The company never fully complied and continued to grow, reporting a market capitalization of $359.8 million in 2005.
In 2015, lawyers in the consumer law department of the attorney general’s office suspected Herbalife of violating the 1986 state order. The Federal Trade Commission also proceeded with its own investigation and suggested that there were sufficient grounds for such scrutiny. Nonetheless, California’s then-Attorney General Kamala Harris declined to investigate Herbalife without giving a reason.
“California is not interested, it seems to me, in enforcing its own laws,” Keep said.
LuLaRoe today
Since the numerous lawsuits have been filed against LuLaRoe, the company has made some changes to distance itself from the pyramid scheme narrative.
Start-up costs have been cut by 90%, and the company reorganized its compensation structure. There’s also an annual Income Disclosure Statement on its website. The last report from 2021 states that the average retailer gross profit was $10,073.41 while the median gross profit was $1,444.65.
About 52% of retailers made between $1 to $5,000 while only 6% made over $75,000, according to the report.

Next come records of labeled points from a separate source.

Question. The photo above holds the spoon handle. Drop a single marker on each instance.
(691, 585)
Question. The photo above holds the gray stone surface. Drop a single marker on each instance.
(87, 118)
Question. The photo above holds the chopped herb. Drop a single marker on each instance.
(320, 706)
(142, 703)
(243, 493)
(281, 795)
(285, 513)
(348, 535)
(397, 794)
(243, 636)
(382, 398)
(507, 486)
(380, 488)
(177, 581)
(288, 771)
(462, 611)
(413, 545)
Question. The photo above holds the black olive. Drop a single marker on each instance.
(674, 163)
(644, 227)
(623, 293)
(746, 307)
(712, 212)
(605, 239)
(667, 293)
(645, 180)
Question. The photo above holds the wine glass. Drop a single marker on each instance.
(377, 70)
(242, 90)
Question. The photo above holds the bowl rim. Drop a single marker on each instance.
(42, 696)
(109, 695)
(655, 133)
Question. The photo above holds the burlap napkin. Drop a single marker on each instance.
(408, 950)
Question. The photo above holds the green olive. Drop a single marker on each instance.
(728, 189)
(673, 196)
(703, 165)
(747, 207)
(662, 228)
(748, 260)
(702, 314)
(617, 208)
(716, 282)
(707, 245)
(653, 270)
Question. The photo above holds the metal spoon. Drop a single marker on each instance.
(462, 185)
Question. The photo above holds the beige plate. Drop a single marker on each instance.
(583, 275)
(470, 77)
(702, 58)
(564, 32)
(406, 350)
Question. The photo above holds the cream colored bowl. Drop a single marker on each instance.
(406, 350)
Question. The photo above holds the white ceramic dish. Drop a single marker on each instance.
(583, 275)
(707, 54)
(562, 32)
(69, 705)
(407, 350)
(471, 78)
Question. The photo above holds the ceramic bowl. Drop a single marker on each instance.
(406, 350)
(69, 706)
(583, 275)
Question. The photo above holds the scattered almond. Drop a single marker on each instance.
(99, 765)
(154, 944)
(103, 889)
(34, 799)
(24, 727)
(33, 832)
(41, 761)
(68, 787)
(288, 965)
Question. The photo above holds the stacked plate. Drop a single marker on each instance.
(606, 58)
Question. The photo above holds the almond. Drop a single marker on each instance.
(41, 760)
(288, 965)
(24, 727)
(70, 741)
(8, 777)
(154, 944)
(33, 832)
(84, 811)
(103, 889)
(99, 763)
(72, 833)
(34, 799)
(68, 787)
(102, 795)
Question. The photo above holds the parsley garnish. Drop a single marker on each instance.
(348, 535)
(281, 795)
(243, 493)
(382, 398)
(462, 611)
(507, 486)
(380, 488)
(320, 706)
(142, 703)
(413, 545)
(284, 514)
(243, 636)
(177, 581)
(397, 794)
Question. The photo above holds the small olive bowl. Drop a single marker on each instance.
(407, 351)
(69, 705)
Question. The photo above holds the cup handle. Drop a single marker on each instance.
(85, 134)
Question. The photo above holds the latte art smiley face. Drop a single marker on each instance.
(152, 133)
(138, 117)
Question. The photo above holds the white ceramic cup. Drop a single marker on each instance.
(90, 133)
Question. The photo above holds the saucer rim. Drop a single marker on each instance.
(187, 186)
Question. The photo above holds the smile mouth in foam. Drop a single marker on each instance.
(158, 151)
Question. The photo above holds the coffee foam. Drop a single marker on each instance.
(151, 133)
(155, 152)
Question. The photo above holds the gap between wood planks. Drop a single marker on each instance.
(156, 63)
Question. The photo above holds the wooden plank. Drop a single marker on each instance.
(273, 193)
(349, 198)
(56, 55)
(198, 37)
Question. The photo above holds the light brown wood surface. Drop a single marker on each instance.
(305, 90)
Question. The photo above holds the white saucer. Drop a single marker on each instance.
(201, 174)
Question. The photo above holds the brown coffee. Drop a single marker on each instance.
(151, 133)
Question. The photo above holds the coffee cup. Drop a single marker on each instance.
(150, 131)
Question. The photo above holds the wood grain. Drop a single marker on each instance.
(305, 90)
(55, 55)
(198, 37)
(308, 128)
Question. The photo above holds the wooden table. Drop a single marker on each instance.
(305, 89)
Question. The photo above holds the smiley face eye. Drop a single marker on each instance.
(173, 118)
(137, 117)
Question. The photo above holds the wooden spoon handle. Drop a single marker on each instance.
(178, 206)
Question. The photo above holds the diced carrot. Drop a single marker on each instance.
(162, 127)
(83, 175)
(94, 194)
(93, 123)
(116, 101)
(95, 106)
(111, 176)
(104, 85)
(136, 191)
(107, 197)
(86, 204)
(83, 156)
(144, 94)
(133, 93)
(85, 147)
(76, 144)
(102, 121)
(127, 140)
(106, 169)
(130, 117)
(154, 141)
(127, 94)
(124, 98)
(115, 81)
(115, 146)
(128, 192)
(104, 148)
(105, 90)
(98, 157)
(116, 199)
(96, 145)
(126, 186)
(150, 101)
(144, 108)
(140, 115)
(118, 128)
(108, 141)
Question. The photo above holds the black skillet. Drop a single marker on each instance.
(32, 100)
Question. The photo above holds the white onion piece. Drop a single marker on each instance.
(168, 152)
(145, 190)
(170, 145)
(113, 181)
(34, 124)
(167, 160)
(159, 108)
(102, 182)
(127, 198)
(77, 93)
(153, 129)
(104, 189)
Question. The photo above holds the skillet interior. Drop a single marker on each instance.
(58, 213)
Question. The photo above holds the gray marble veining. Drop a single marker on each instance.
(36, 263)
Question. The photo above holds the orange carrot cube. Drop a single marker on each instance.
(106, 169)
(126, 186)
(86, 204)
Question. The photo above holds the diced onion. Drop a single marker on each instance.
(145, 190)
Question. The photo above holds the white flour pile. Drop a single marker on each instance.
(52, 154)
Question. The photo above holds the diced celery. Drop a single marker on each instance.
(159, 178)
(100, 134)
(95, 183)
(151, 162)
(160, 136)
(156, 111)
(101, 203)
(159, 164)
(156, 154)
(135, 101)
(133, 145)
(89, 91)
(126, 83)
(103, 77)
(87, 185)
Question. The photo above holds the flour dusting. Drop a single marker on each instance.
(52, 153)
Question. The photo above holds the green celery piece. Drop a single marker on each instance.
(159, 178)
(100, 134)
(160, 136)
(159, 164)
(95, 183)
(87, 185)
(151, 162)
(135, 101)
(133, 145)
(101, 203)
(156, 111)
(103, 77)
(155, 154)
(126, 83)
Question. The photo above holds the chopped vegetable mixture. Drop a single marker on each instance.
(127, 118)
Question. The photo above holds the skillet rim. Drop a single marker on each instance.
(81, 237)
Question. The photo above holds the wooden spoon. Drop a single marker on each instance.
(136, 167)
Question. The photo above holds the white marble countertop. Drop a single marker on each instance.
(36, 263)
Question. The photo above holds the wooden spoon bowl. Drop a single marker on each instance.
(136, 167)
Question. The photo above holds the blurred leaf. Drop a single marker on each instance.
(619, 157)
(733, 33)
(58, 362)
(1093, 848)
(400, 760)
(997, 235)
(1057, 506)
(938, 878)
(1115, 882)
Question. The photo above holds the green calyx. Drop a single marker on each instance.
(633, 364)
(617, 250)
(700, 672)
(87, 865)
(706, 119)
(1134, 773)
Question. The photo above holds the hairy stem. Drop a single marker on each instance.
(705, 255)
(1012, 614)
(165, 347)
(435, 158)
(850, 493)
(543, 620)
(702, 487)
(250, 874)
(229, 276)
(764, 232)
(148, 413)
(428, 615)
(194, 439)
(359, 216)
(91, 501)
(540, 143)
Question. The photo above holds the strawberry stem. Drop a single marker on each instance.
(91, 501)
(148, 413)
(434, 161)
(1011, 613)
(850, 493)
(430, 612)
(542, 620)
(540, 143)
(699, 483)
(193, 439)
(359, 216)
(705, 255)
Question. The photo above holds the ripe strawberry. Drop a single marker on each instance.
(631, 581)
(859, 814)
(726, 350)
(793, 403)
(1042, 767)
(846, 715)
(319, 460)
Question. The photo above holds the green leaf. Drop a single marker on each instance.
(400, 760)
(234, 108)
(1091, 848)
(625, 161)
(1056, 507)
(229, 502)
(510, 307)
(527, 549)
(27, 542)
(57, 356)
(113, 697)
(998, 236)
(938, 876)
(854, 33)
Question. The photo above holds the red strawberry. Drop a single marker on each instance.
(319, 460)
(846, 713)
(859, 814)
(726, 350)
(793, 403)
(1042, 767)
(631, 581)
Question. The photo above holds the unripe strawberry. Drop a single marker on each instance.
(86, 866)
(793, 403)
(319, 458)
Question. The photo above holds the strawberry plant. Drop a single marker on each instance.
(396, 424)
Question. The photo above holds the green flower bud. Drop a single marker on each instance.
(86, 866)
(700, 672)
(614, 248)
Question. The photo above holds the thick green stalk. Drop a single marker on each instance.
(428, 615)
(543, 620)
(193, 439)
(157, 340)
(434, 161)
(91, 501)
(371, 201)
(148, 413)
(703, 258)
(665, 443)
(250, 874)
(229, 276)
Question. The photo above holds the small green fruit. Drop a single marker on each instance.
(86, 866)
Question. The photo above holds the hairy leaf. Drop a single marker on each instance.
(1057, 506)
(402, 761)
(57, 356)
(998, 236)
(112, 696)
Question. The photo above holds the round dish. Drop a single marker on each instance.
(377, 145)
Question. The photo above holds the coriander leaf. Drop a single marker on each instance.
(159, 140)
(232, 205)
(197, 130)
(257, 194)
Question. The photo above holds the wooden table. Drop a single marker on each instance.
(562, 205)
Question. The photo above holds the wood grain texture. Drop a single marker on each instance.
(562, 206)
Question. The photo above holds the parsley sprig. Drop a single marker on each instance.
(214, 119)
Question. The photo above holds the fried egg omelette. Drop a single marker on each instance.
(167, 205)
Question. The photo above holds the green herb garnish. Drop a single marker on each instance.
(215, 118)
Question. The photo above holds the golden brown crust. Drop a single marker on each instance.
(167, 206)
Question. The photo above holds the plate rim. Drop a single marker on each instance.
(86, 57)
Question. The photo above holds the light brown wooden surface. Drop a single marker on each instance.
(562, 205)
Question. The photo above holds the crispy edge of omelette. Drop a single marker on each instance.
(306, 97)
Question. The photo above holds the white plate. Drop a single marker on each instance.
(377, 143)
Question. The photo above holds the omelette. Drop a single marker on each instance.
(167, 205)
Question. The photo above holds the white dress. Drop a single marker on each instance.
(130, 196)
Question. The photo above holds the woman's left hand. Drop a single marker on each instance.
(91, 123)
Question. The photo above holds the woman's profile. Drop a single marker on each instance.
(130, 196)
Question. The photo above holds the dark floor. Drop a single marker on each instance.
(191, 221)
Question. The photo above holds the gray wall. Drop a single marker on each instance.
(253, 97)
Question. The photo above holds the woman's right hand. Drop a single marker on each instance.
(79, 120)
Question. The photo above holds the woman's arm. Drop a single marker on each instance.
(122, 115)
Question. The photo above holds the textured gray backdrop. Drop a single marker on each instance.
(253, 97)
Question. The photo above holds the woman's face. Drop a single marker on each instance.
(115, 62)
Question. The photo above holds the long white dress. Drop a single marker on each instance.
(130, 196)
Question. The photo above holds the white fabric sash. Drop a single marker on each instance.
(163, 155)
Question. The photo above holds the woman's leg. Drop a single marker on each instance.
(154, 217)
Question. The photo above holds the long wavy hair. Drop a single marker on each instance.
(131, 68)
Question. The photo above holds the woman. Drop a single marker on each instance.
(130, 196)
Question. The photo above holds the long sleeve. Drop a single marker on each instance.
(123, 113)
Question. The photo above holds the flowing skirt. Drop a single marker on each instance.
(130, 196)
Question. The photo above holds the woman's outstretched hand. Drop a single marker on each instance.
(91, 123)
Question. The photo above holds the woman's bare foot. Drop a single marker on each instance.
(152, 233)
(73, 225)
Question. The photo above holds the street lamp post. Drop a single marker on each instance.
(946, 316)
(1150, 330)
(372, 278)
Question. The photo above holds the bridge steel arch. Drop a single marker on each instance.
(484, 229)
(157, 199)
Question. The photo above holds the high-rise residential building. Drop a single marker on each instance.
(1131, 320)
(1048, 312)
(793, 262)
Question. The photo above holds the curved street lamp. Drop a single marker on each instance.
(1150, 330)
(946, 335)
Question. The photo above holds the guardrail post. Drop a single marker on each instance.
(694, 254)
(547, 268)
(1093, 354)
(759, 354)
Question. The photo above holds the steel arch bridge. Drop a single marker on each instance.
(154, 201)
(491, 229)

LuLaRoe used to also pay retailers for recruiting others into the program, but now retailers only get a cut from the sales made from the people in their team, Watson said.
The company’s online selling platform has also become easier now that it provides stock photos for sellers to use to promote their products rather than having to take photos themselves, Peters noted.
Even with the lawsuits and recent exposure of LuLaRoe’s unethical and unfair practices, Peters believes that people will continue to join the company, whether just as a hobby or as a full-time job.
“Their consultants are their biggest customers at this point,” Peters said.